DES was for many years used to chemically castrate men suffering from hormone-sensitive prostate cancer, while progestins are commonly used for chemical castration of sex offenders and transsexuals. If they also suppress testosterone in a male fetus, then any use of them during a pregnancy of a male child carries a risk of creating a baby who developed as the wrong sex for part of the pregnancy. This is what I think happened to me, and to the DES sons.
For nearly two years I’ve been trying to find out as much as I can about DES sons, reading their personal accounts of how they’ve been affected and chatting with them online. Among the ones I’ve had contact with or whose life stories I’ve read, there seems to be a very high incidence of both intersex-related genital abnormalities and gender dysphoria. As a group they seem to commonly experience many of the same problems I have (a genital abnormality, feminized behaviour as a teenager, low testosterone and problems with hormones, gender variance). The key difference is that on the whole they seem to be far more psychologically female than I am (which is exactly what you’d expect, considering that their exposure was for a much larger part of the pregnancy than mine). I think it’s quite likely that for most of them, their testosterone production was completely suppressed and they were developing as female throughout the time their mothers were on the drug!
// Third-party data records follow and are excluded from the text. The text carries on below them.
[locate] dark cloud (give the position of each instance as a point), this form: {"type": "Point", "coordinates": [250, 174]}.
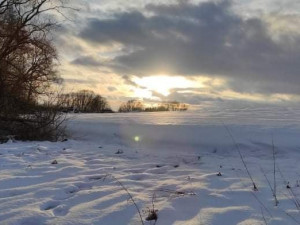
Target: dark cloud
{"type": "Point", "coordinates": [111, 89]}
{"type": "Point", "coordinates": [207, 38]}
{"type": "Point", "coordinates": [87, 61]}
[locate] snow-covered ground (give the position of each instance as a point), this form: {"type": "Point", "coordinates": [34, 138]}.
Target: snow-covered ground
{"type": "Point", "coordinates": [167, 160]}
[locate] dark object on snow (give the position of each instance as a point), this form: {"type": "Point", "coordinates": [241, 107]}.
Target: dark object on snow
{"type": "Point", "coordinates": [254, 187]}
{"type": "Point", "coordinates": [3, 139]}
{"type": "Point", "coordinates": [119, 151]}
{"type": "Point", "coordinates": [152, 215]}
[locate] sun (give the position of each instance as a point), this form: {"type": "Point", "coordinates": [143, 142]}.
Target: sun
{"type": "Point", "coordinates": [162, 84]}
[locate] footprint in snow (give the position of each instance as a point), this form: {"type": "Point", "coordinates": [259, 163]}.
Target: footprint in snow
{"type": "Point", "coordinates": [49, 205]}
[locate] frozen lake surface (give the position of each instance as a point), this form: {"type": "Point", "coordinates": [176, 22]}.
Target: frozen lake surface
{"type": "Point", "coordinates": [167, 161]}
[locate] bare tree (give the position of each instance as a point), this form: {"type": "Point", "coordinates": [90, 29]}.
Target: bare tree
{"type": "Point", "coordinates": [28, 61]}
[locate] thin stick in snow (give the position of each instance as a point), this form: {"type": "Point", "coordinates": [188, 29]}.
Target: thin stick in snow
{"type": "Point", "coordinates": [241, 156]}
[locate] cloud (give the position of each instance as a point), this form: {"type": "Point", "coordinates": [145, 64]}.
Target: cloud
{"type": "Point", "coordinates": [206, 38]}
{"type": "Point", "coordinates": [87, 61]}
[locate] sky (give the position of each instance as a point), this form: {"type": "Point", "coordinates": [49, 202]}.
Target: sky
{"type": "Point", "coordinates": [190, 51]}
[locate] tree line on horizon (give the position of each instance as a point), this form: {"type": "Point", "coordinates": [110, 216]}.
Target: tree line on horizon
{"type": "Point", "coordinates": [86, 101]}
{"type": "Point", "coordinates": [139, 106]}
{"type": "Point", "coordinates": [29, 108]}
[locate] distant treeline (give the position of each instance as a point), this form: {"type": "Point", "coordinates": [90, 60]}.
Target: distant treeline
{"type": "Point", "coordinates": [138, 106]}
{"type": "Point", "coordinates": [84, 101]}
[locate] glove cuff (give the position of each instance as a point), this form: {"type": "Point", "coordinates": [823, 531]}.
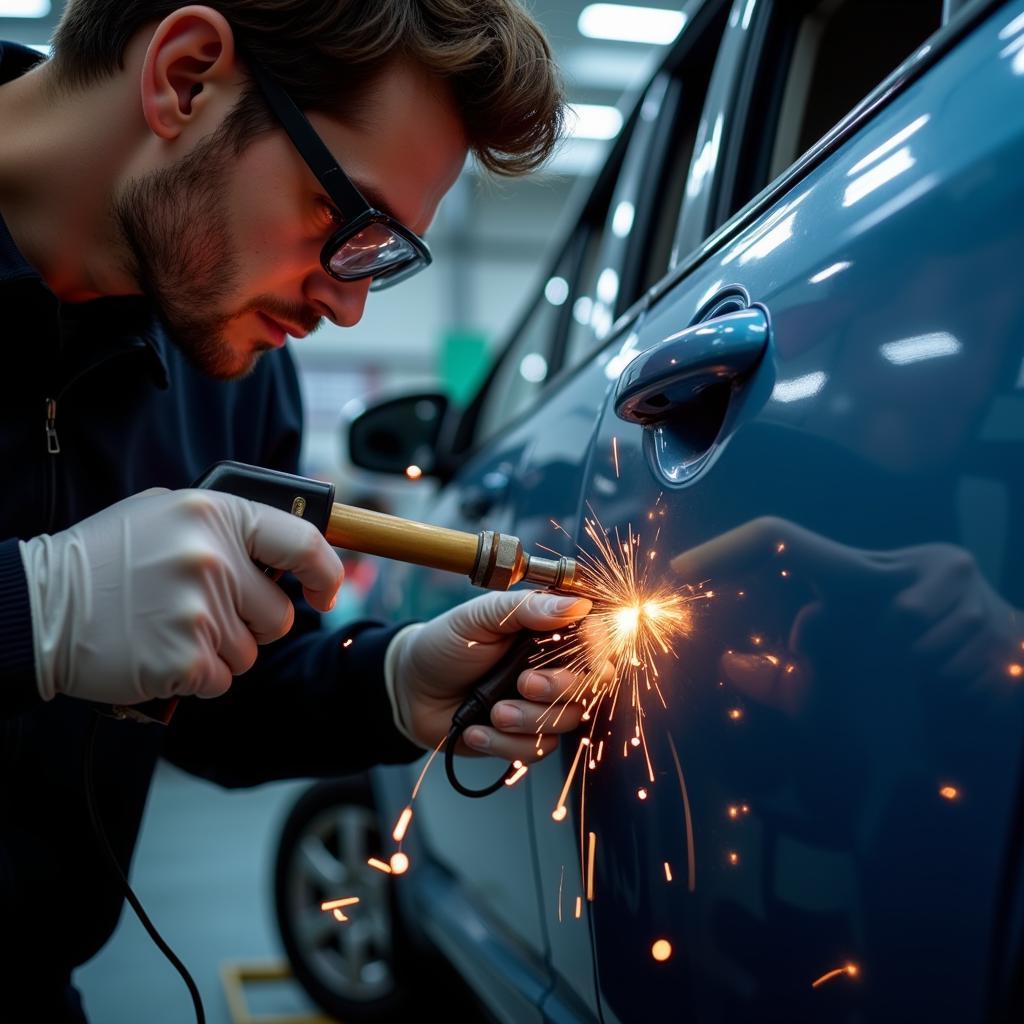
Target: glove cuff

DES and all other estrogens were withdrawn from use in pregnancy 30 years ago, however, treatments for prevention of miscarriage, based on progestins rather than estrogens, continue to be used to the present day. One of these involves a progestin called hydroxyprogesterone caproate, given as a weekly intramuscular injection of either 250mg or 500mg, starting 16 weeks into the pregnancy – just around the time I think my hormone exposure occurred. The difference is that this treatment continues to be administered for the remainder of the pregnancy. If this drug does suppress testosterone production in a male fetus, then it’s hard to imagine a treatment better suited to creating as baby with a male body but a female brain! I’m fairly sure that if you gave an adult man 250mg per week of this drug, his testosterone production would be seriously impaired. Why wouldn’t the same happen to a male fetus?
Females Affected Too
In this article, I’ve only been looking at the effects of artificial sex hormones on a male fetus, however it’s likely that, under the right circumstances, a female fetus could be affected too. This could happen if the external hormone mimics the action of testosterone (e.g.progestin induced virilization), or if it disrupts endogenous hormone production in a way that causes excessive androgens to be produced (hyperandrogenism).
Postscript: This article was published previously September 2013.